Publications participating in First Click Free should present content without any barriers. So why doesn't it always happen?
News publishers often want to be listed in Google. News publishers also often want to have paywalls or registration barriers. The good news is Google has rules that allow for this. The bad news is that Google routinely fails to enforce these rules. Below, a case study involving content in a major publication authored by Google’s own executive chairman, Eric Schmidt.
I was doing a search today and came across a news story that looked of interest:
When I clicked on the story — a letter that Google executive chairman Eric Schmidt wrote to the Financial Times addressing the EU’s anti-trust investigation of his company — the text initially loaded and then was replaced with a barrier:
In order to read the entire article, I either needed to take a short survey or register for free. The survey, ironically, is powered by the Google Consumer Surveys program, where publishers earn money by displaying surveys on behalf of others.

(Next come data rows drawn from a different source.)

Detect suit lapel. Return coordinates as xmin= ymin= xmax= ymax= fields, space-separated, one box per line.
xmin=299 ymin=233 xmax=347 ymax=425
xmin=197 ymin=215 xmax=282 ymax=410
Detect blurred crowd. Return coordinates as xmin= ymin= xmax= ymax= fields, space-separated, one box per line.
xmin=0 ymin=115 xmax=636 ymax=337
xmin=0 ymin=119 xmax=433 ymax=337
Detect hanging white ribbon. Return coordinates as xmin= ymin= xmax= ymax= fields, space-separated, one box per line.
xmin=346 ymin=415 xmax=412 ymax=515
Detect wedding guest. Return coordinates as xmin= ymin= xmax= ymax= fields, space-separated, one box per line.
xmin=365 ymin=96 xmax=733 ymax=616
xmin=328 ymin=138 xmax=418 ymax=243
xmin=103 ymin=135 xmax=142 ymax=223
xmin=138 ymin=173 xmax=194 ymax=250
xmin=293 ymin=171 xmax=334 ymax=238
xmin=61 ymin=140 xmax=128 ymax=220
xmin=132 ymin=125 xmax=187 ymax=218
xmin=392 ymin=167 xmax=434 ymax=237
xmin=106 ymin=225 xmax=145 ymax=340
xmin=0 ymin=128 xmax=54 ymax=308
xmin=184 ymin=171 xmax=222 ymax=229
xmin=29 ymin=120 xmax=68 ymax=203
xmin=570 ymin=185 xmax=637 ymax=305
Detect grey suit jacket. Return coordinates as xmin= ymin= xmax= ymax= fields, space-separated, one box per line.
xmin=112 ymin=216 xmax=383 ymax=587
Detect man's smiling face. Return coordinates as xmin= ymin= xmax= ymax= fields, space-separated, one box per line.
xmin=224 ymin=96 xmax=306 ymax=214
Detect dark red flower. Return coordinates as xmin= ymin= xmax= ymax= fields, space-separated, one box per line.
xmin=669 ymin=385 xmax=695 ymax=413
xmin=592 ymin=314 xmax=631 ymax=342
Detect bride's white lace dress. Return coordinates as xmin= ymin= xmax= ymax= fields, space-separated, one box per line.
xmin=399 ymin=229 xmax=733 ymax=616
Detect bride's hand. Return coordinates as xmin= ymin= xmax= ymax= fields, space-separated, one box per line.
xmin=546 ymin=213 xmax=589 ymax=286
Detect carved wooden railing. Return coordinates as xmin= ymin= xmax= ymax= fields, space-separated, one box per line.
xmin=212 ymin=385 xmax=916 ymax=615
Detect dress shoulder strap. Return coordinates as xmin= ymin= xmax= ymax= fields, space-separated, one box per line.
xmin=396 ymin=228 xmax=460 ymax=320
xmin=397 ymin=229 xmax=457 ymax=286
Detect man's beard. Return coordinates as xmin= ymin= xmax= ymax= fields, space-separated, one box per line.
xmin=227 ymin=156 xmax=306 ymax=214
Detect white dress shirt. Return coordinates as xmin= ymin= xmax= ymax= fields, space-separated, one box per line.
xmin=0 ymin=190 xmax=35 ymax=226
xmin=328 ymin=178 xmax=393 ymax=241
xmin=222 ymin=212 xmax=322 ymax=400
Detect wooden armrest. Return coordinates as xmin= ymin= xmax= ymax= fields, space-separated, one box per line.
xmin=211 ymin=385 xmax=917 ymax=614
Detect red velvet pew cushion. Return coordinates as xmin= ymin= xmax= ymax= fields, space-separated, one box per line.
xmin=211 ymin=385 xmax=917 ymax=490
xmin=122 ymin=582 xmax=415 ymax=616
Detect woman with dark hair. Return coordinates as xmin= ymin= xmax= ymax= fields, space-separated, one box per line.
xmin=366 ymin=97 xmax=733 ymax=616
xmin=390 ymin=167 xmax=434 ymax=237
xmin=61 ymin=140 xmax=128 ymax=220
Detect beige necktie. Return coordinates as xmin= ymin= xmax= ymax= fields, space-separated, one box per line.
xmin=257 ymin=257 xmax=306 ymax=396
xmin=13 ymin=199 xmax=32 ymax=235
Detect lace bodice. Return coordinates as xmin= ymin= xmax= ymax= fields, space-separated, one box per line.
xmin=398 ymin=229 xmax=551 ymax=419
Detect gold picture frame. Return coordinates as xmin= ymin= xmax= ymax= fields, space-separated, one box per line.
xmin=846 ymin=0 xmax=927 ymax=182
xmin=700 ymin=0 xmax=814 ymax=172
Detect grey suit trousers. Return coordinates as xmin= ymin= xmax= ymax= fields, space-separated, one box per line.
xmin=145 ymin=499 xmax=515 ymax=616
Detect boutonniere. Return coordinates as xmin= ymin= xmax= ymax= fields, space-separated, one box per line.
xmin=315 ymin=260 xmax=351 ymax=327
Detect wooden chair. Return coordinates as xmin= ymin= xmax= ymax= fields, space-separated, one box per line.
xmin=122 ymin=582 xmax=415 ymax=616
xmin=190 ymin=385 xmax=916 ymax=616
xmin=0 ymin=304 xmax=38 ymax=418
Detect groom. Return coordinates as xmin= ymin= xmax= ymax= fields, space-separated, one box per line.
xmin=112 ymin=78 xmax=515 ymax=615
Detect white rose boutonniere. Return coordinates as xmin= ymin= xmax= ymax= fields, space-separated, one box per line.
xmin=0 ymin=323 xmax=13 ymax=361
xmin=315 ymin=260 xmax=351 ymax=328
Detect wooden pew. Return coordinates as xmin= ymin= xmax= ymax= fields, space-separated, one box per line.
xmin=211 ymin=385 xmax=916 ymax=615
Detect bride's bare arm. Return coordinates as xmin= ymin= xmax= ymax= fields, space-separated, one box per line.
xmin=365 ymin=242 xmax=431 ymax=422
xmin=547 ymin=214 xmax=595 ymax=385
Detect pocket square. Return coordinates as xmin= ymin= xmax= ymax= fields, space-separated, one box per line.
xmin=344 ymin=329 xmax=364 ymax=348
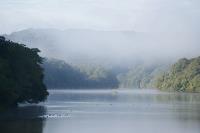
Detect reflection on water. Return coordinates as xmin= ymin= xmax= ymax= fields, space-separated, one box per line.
xmin=0 ymin=90 xmax=200 ymax=133
xmin=0 ymin=106 xmax=46 ymax=133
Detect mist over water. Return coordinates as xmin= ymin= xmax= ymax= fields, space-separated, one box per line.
xmin=0 ymin=89 xmax=200 ymax=133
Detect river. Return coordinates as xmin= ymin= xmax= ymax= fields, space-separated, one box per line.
xmin=0 ymin=89 xmax=200 ymax=133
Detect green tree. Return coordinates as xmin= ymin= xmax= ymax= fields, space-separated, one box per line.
xmin=0 ymin=37 xmax=48 ymax=107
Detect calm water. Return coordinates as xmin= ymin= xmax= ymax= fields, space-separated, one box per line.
xmin=0 ymin=90 xmax=200 ymax=133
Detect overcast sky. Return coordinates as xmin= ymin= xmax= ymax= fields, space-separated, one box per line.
xmin=0 ymin=0 xmax=200 ymax=33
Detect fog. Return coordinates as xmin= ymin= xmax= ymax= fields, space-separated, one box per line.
xmin=0 ymin=0 xmax=200 ymax=63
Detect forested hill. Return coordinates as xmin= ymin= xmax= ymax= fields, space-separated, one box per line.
xmin=43 ymin=59 xmax=118 ymax=89
xmin=118 ymin=62 xmax=170 ymax=88
xmin=0 ymin=37 xmax=48 ymax=109
xmin=156 ymin=57 xmax=200 ymax=92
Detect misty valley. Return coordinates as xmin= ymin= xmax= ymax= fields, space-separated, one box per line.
xmin=0 ymin=29 xmax=200 ymax=133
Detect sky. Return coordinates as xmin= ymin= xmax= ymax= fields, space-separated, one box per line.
xmin=0 ymin=0 xmax=200 ymax=34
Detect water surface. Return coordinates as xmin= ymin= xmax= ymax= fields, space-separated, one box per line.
xmin=0 ymin=89 xmax=200 ymax=133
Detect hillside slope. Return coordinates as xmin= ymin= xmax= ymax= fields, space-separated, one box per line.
xmin=156 ymin=57 xmax=200 ymax=92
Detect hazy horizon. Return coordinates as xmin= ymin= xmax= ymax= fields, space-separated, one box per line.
xmin=0 ymin=0 xmax=200 ymax=63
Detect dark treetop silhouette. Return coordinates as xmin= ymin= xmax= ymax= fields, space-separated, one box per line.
xmin=0 ymin=37 xmax=48 ymax=108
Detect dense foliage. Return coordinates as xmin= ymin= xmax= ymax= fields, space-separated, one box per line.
xmin=156 ymin=57 xmax=200 ymax=92
xmin=118 ymin=64 xmax=168 ymax=88
xmin=0 ymin=37 xmax=48 ymax=107
xmin=43 ymin=59 xmax=118 ymax=88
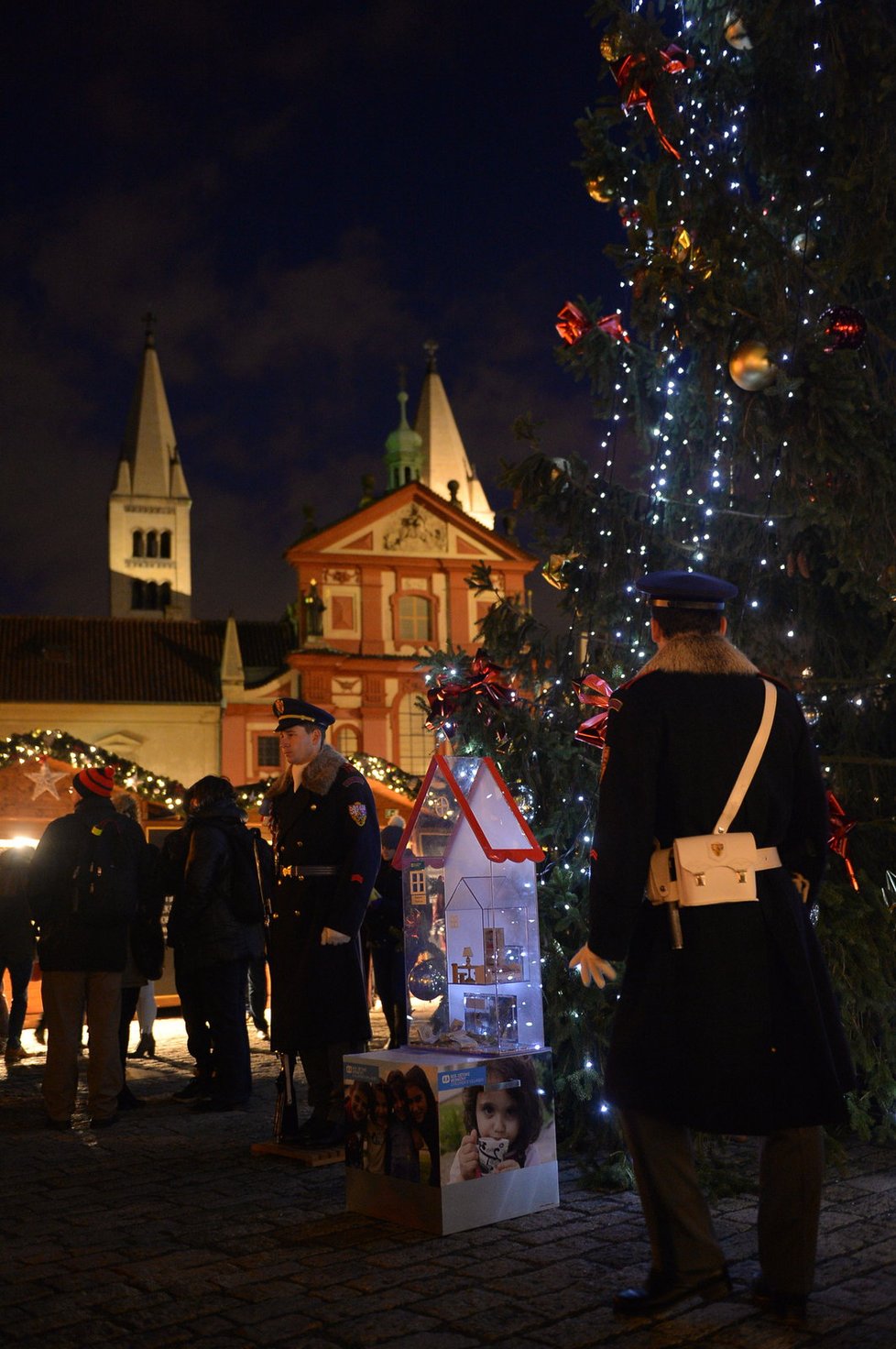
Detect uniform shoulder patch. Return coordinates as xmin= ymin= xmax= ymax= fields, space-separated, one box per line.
xmin=348 ymin=801 xmax=367 ymax=828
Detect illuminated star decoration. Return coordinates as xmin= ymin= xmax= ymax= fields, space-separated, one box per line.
xmin=26 ymin=760 xmax=69 ymax=801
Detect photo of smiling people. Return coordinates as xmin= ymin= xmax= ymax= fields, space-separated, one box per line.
xmin=442 ymin=1054 xmax=557 ymax=1184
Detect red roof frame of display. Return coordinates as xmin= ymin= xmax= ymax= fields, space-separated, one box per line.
xmin=393 ymin=754 xmax=545 ymax=870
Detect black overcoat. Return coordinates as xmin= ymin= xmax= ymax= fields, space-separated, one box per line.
xmin=268 ymin=745 xmax=380 ymax=1054
xmin=28 ymin=795 xmax=149 ymax=972
xmin=588 ymin=635 xmax=853 ymax=1133
xmin=162 ymin=801 xmax=265 ymax=970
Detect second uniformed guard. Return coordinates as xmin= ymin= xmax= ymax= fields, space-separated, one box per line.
xmin=571 ymin=572 xmax=853 ymax=1321
xmin=268 ymin=697 xmax=379 ymax=1148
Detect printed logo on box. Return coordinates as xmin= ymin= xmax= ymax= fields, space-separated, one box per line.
xmin=344 ymin=1063 xmax=379 ymax=1082
xmin=439 ymin=1063 xmax=486 ymax=1091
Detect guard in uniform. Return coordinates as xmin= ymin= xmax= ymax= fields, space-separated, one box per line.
xmin=268 ymin=697 xmax=380 ymax=1148
xmin=570 ymin=572 xmax=853 ymax=1320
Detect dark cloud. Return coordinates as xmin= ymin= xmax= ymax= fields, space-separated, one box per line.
xmin=0 ymin=0 xmax=611 ymax=617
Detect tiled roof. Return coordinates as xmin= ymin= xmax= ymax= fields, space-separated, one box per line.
xmin=0 ymin=615 xmax=293 ymax=703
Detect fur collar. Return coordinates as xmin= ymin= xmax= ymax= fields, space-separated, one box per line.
xmin=639 ymin=632 xmax=759 ymax=674
xmin=302 ymin=745 xmax=345 ymax=795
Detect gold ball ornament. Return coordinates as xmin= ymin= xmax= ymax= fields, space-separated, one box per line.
xmin=585 ymin=178 xmax=616 ymax=205
xmin=600 ymin=31 xmax=622 ymax=63
xmin=728 ymin=341 xmax=777 ymax=394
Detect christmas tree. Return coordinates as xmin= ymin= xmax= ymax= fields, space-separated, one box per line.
xmin=431 ymin=0 xmax=896 ymax=1155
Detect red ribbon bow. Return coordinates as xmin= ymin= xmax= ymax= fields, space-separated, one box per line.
xmin=610 ymin=45 xmax=694 ymax=159
xmin=827 ymin=792 xmax=858 ymax=891
xmin=556 ymin=300 xmax=631 ymax=346
xmin=426 ymin=651 xmax=517 ymax=734
xmin=573 ymin=674 xmax=613 ymax=750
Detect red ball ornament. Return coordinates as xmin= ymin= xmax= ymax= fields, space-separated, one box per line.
xmin=556 ymin=300 xmax=594 ymax=346
xmin=821 ymin=305 xmax=868 ymax=352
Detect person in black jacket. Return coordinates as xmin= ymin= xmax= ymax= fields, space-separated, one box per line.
xmin=163 ymin=775 xmax=265 ymax=1110
xmin=363 ymin=824 xmax=408 ymax=1049
xmin=268 ymin=697 xmax=380 ymax=1148
xmin=28 ymin=768 xmax=148 ymax=1129
xmin=571 ymin=572 xmax=853 ymax=1320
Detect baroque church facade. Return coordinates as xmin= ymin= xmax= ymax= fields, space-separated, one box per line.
xmin=0 ymin=331 xmax=536 ymax=846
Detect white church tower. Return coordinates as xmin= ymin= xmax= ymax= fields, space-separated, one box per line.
xmin=109 ymin=314 xmax=191 ymax=620
xmin=410 ymin=341 xmax=496 ymax=529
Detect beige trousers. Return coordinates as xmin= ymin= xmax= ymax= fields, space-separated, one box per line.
xmin=40 ymin=970 xmax=125 ymax=1121
xmin=621 ymin=1110 xmax=825 ymax=1298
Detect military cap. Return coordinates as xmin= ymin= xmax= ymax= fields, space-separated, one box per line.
xmin=273 ymin=697 xmax=336 ymax=731
xmin=634 ymin=572 xmax=737 ymax=609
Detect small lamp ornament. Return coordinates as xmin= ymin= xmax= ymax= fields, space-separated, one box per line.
xmin=541 ymin=554 xmax=582 ymax=589
xmin=821 ymin=305 xmax=868 ymax=352
xmin=725 ymin=9 xmax=753 ymax=51
xmin=728 ymin=341 xmax=777 ymax=394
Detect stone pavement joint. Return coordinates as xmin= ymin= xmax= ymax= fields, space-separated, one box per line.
xmin=0 ymin=1014 xmax=896 ymax=1349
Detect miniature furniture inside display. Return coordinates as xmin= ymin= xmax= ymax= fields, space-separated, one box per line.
xmin=394 ymin=754 xmax=544 ymax=1054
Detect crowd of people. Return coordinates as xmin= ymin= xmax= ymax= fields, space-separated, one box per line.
xmin=0 ymin=572 xmax=854 ymax=1320
xmin=0 ymin=698 xmax=406 ymax=1146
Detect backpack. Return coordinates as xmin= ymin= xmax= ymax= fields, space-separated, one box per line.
xmin=71 ymin=820 xmax=137 ymax=927
xmin=226 ymin=826 xmax=274 ymax=923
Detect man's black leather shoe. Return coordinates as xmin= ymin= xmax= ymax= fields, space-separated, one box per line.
xmin=750 ymin=1275 xmax=808 ymax=1326
xmin=613 ymin=1269 xmax=731 ymax=1317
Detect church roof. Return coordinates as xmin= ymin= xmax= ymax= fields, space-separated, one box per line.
xmin=0 ymin=615 xmax=289 ymax=703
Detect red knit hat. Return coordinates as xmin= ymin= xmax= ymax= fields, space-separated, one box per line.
xmin=71 ymin=768 xmax=115 ymax=795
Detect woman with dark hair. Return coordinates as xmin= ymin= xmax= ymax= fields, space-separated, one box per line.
xmin=0 ymin=847 xmax=34 ymax=1067
xmin=163 ymin=775 xmax=265 ymax=1110
xmin=405 ymin=1063 xmax=442 ymax=1184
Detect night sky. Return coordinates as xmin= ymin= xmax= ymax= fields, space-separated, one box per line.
xmin=0 ymin=0 xmax=618 ymax=618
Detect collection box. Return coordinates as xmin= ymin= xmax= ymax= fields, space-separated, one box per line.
xmin=344 ymin=1047 xmax=559 ymax=1234
xmin=393 ymin=754 xmax=544 ymax=1054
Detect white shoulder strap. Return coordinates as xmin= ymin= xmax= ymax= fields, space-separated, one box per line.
xmin=713 ymin=678 xmax=777 ymax=834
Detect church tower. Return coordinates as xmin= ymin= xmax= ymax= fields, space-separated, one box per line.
xmin=109 ymin=314 xmax=191 ymax=620
xmin=414 ymin=341 xmax=496 ymax=529
xmin=386 ymin=368 xmax=423 ymax=491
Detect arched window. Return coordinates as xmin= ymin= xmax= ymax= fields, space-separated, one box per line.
xmin=333 ymin=726 xmax=360 ymax=758
xmin=397 ymin=694 xmax=436 ymax=774
xmin=399 ymin=595 xmax=432 ymax=646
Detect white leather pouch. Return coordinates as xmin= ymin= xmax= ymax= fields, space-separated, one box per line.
xmin=672 ymin=834 xmax=757 ymax=905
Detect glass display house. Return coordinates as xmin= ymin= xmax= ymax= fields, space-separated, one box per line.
xmin=393 ymin=754 xmax=544 ymax=1054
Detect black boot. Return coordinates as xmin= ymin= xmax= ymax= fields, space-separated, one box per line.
xmin=274 ymin=1069 xmax=299 ymax=1143
xmin=128 ymin=1032 xmax=155 ymax=1059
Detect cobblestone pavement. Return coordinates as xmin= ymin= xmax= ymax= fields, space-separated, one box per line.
xmin=0 ymin=1017 xmax=896 ymax=1349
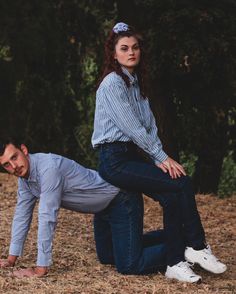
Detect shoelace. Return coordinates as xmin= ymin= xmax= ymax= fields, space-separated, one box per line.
xmin=201 ymin=245 xmax=219 ymax=261
xmin=178 ymin=261 xmax=194 ymax=274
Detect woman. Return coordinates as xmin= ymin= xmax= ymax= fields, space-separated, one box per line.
xmin=92 ymin=23 xmax=226 ymax=282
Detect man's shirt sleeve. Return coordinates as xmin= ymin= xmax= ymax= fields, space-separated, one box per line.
xmin=102 ymin=81 xmax=168 ymax=163
xmin=9 ymin=184 xmax=37 ymax=256
xmin=37 ymin=168 xmax=63 ymax=266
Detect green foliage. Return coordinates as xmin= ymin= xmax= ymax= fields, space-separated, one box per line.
xmin=180 ymin=151 xmax=197 ymax=177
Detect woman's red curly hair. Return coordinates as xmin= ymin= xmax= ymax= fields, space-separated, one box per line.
xmin=98 ymin=26 xmax=146 ymax=98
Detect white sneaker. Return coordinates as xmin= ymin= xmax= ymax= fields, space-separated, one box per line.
xmin=165 ymin=261 xmax=202 ymax=283
xmin=184 ymin=245 xmax=227 ymax=274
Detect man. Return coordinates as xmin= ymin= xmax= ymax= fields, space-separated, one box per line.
xmin=0 ymin=139 xmax=166 ymax=277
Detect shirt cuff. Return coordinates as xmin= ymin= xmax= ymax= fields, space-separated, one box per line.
xmin=37 ymin=252 xmax=52 ymax=266
xmin=9 ymin=243 xmax=24 ymax=256
xmin=154 ymin=150 xmax=168 ymax=164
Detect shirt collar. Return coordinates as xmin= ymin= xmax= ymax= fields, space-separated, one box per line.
xmin=121 ymin=66 xmax=138 ymax=85
xmin=27 ymin=154 xmax=37 ymax=182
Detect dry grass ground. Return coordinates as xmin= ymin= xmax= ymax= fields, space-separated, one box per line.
xmin=0 ymin=174 xmax=236 ymax=294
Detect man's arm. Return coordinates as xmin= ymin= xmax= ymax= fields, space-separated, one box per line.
xmin=8 ymin=167 xmax=63 ymax=278
xmin=0 ymin=185 xmax=36 ymax=267
xmin=37 ymin=168 xmax=63 ymax=268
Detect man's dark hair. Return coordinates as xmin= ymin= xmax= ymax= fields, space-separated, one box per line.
xmin=0 ymin=137 xmax=22 ymax=156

I shouldn’t have had to do either thing, take the survey or register to read the article. That’s because Google has — supposedly — some pretty strict rules as part of its “First Click Free” program which requires publishers to show the article without any such barriers, if those publishers want to be listed in Google without some type of disclaimer.
The Rules Of First Click Free
The First Click Free program is very specific. If you want to participate — to be listed in Google or Google News — you have to let people in without any barrier to reading, unless you want some type of disclaimer next to your listing. To quote the guidelines:
First click free: We’ve worked with subscription-based news services to arrange that the very first article seen by a Google News user (identifiable by referrer) doesn’t require a subscription. Although this first article can be seen without subscribing, any further clicks on the article page will prompt the user to log-in or subscribe to the news site….
It is possible to limit the number of free articles that a Google News reader can access via First Click Free. A user coming from the domain [*.google.*] must be able to see a minimum of 5 articles per day. This practice is described as “metering” the user: when the user has clicked on too many of a publisher’s articles from Google News, the meter for freely accessible articles on that site is exhausted. If your site meters access on a weekly or monthly basis, you are still responsible for showing a minimum of five articles per day to Google users. Otherwise, your site will be treated as a subscription site.